Simulation, Data Output, Visualization, Code
Tabasco is written in Java® 1.4. The input file to the simulator is an XML file that describes and parameterizes the relevant genetic elements, initial conditions, and any other reactions that occur. The visualization is created by producing images that are then merged using Quicktime® to create a movie. The source code, executables, along with documentation and instructions for use are available within Additional Files 2, 3 and 4 and via the TABASCO website (Availability & Requirements).
Parameterization
All constants used are provided for completeness. Please see the Supplementary Materials for input files and exact constants used.

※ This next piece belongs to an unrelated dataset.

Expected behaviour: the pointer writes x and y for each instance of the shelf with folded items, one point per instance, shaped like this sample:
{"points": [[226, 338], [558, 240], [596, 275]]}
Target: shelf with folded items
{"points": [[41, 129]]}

Gamma versus Exponential distribution
The distribution of expected times for a reaction to occur in a stochastic simulator depends on the underlying model (Figure 2). Elementary chemical reactions will follow an exponential distribution in arrival times. However, this is not true of non-elementary reactions. Treating an imaginary elongation process as one step versus 50 individual steps has significant consequences. To obtain the distribution time for the two cases, we used uniformly-distributed pseudorandom numbers and transformed them into exponential- or gamma-distributed random numbers. The exponential distribution is used for the single step representation. Exponentially distributed numbers are calculated by simply taking the negative natural log of a uniformly-distributed pseudorandom number. A series of exponentially distributed arrival times, as in the case of the multi-step elongation process, is given exactly by the gamma distribution. Gamma distributed numbers are calculated from uniformly-distributed pseudorandom numbers by an implementation of the rejection method [44]. Pseudorandom numbers are generated from Java's implementation (java.util.Random) of a linear congruential pseudorandom number generator with a 48-bit seed [45].
Simple Gene Expression model
We simulated two models of a promoter driving expression of a coding domain. The first model, termed single-molecule simulation, used the described Tabasco simulator to account for each reaction step during transcription and translation. The model uses the schemes shown in Figures 1 and 6a. The second model, termed the species-level simulation, treats transcriptional and translational elongation as a single step as shown in Figure 6b. The main parameters used in both models are shown in Table 1. Constants were adjusted slightly to account for small differences in model structure to give equal steady state values of mRNA and protein levels. Finally, the input files for the simulations can be found in the Supplementary Materials; the input files can be used to either run the simulation using Tabasco, or check all parameters used for the simulation.
Polymerase Interactions & Bacteriophage T7
The simulations for the polymerase interactions and bacteriophage T7 development used parameters that can be found in the input files in the Supplementary Materials. Table S1 details the meaning of each of the parameters in the input files. The parameters used were based on empirical measurements where possible. However, in general, the exact values of the constants are ancillary to this section, which is to show that Tabasco is able to simulate processes such as polymerase interactions and entire genetic systems such as T7. The parameter derivations are detailed are detailed elsewhere [46].